ABORDAJE LAPAROSCÓPICO.
Las ventajas obvias del cerclaje abdominal laparoscópico se
relacionan con la naturaleza mínimamente invasiva del procedimiento. El
abordaje laparoscópico se prefiere para muchos procedimientos debido a la menor
pérdida de sangre, menos complicaciones de la herida, una menor estancia
hospitalaria y una reincorporación más rápida a las actividades normales en
comparación con un abordaje abierto
Estas ventajas
probablemente se apliquen al cerclaje abdominal laparoscópico.
La laparoscopia proporciona una mejor visualización de la
anatomía pélvica, lo que ayuda a evitar la lesión de los vasos uterinos, una
complicación temida del cerclaje abdominal.
Muchas pacientes con insuficiencia cervical también han
tenido una o más cesáreas, lo que ha resultado en adherencias uterinas que
pueden ser lisadas con mayor cuidado con el método laparoscópico. Además, la
mayoría de las pacientes pueden ser dadas de alta a casa el mismo día o al día
siguiente después del cerclaje abdominal laparoscópico.
Las tasas de complicaciones reportadas varían según la
literatura, pero generalmente son más bajas para el cerclaje abdominal
laparoscópico, oscilando entre 0 y 11% en comparación con 0 y 25% para el cerclaje
abdominal abierto . La conversión a laparotomía se ha reportado en hasta el
5,2% de los casos laparoscópicos, y puede ser más probable que ocurra durante
el embarazo dado el mayor riesgo de sangrado y los desafíos con la manipulación
uterina.
Otras complicaciones,
incluyendo perforación uterina, infección pélvica, lesión intestinal o lesión
de vejiga, son en general raras (1,1% de los cerclajes laparoscópicos)
En manos de un
laparoscopista experimentado, un cerclaje abdominal laparoscópico es un
procedimiento breve y sin complicaciones que resulta en una alta tasa de
supervivencia neonatal. Nuestra experiencia con 137 pacientes sometidas a
cerclaje abdominal laparoscópico en el Brigham and Women's Hospital de Boston se
observa que en mayoría de las pacientes presentaron al menos una pérdida
prenatal en el segundo trimestre (70,8%), y muchas también presentaron un
fracaso del cerclaje transvaginal (56,9%). Trece (9,5%) de las 137 pacientes
estaban embarazadas al momento de la colocación del cerclaje.
El tiempo operatorio promedio fue de 51 minutos y la pérdida
sanguínea estimada promedio fue de 18 ml sin procedimientos adicionales.
. La mayoría de las pacientes (95,6%) fueron dadas de alta
el mismo día de la cirugía. En los 80 embarazos posteriores y que se
extendieron más allá del primer trimestre (algunas pacientes con embarazos
múltiples con el cerclaje colocado), la tasa de supervivencia neonatal fue del
93,8% y la edad gestacional media al momento del parto fue de 36,9 semanas.
Según múltiples estudios observacionales, las tasas de
supervivencia neonatal con cerclaje abdominal laparoscópico son similares o
mejores en comparación con un procedimiento abierto, y oscilan entre el 75% y el
100%.
La revisión sistemática más grande analizó 31 estudios que
incluyeron a 1844 pacientes que se sometieron a cerclaje abdominal
laparoscópico o abierto. La tasa de supervivencia neonatal fue comparable en
los grupos laparoscópico y abierto cuando se incluyeron las pérdidas del primer
trimestre (90% frente a 91%, respectivamente; P¼,80).
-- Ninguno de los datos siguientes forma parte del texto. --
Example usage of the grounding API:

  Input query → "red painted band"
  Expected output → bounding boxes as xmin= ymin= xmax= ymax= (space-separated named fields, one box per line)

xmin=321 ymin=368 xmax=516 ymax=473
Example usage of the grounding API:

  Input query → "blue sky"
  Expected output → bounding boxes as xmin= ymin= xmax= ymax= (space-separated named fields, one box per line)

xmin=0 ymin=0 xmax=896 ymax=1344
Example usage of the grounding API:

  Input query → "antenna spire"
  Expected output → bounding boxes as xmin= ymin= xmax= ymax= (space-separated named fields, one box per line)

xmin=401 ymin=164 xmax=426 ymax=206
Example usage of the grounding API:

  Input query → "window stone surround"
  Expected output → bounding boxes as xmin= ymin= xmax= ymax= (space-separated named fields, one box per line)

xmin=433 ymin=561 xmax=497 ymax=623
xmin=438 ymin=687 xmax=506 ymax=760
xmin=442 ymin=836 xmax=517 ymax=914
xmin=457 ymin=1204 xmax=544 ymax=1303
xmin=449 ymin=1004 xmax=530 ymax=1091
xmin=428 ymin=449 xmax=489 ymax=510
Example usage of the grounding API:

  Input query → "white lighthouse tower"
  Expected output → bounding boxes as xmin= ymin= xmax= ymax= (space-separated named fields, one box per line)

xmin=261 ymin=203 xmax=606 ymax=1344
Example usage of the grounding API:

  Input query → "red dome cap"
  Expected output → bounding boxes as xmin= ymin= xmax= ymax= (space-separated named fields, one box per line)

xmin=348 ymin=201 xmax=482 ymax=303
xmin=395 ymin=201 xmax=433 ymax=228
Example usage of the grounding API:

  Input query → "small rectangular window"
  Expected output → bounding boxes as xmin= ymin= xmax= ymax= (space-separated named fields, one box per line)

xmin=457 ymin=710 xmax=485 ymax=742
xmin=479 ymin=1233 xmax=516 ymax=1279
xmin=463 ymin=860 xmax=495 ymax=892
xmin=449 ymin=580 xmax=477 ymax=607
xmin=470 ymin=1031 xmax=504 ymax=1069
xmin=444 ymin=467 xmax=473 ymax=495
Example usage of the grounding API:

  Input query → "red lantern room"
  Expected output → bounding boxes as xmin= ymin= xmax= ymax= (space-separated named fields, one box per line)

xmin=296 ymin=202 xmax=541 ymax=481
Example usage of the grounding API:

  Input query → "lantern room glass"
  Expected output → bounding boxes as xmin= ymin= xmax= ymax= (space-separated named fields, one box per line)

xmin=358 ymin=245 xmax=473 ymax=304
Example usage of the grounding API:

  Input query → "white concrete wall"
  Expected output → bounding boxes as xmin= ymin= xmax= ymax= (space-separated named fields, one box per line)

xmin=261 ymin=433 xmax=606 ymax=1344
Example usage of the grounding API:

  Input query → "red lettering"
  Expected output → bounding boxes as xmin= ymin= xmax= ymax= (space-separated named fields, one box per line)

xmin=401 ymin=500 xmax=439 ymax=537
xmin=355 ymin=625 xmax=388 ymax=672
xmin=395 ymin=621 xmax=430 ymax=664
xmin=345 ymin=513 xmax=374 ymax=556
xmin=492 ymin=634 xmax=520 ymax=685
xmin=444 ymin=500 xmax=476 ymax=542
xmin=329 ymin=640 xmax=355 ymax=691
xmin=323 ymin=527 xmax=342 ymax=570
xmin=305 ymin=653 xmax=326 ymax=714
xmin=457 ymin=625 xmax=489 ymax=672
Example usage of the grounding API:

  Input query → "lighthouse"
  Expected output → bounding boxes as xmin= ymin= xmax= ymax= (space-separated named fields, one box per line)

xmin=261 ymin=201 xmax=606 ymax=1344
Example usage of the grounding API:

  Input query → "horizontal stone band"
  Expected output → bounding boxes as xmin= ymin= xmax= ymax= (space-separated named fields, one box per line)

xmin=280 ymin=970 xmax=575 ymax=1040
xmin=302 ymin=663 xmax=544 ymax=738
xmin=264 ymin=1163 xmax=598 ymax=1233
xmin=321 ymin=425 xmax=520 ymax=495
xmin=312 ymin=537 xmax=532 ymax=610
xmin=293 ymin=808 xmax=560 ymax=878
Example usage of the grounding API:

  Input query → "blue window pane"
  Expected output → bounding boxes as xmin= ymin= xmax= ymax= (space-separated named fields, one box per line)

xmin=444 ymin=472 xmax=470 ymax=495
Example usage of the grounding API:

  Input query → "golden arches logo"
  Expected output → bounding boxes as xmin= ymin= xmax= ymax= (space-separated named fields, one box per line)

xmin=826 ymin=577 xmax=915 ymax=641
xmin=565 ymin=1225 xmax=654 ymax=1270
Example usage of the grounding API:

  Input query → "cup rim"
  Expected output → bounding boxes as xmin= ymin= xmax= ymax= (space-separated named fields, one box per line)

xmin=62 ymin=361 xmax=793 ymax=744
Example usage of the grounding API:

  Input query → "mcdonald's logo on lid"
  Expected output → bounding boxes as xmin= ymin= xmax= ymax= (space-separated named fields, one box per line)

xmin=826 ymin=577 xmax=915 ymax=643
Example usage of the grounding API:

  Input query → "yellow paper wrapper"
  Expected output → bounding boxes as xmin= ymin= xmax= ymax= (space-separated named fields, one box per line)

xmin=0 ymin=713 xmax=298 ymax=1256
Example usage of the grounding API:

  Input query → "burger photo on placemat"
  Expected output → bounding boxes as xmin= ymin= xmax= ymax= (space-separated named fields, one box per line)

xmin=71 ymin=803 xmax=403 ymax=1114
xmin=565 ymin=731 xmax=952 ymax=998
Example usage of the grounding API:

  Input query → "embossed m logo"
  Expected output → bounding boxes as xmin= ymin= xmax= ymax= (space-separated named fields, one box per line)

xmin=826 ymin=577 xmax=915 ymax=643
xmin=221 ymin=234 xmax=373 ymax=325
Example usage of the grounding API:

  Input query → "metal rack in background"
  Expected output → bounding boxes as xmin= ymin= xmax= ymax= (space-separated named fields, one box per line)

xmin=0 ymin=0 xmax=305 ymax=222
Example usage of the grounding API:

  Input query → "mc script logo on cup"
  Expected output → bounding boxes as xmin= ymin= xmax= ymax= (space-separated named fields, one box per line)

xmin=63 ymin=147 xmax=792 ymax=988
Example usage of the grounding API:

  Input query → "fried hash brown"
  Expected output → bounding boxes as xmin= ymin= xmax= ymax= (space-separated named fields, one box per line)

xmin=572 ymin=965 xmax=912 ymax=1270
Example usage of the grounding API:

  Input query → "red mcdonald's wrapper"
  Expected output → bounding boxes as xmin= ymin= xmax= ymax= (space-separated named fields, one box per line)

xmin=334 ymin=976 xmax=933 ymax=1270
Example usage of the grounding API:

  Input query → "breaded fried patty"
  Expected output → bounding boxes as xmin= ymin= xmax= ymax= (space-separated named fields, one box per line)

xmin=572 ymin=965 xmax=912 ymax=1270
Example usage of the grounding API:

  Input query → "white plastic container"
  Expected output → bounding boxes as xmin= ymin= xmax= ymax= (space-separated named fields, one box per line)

Al excluir del análisis las pérdidas del primer trimestre,
las tasas de supervivencia neonatal fueron estadísticamente significativamente
mayores en el grupo laparoscópico (97 % frente al 90 % en el grupo laparotomía;
p %0,01). El grupo laparoscópico también presentó una mayor tasa de nacimientos
después de las 34 semanas de gestación
(83 % frente al 76 %; p %0,01).
Dado que las pérdidas del primer trimestre posiblemente no
estén relacionadas con la integridad cervical, esta es la primera revisión
sistemática que demuestra mejores resultados obstétricos con el cerclaje
abdominal laparoscópico en comparación con el laparotómico.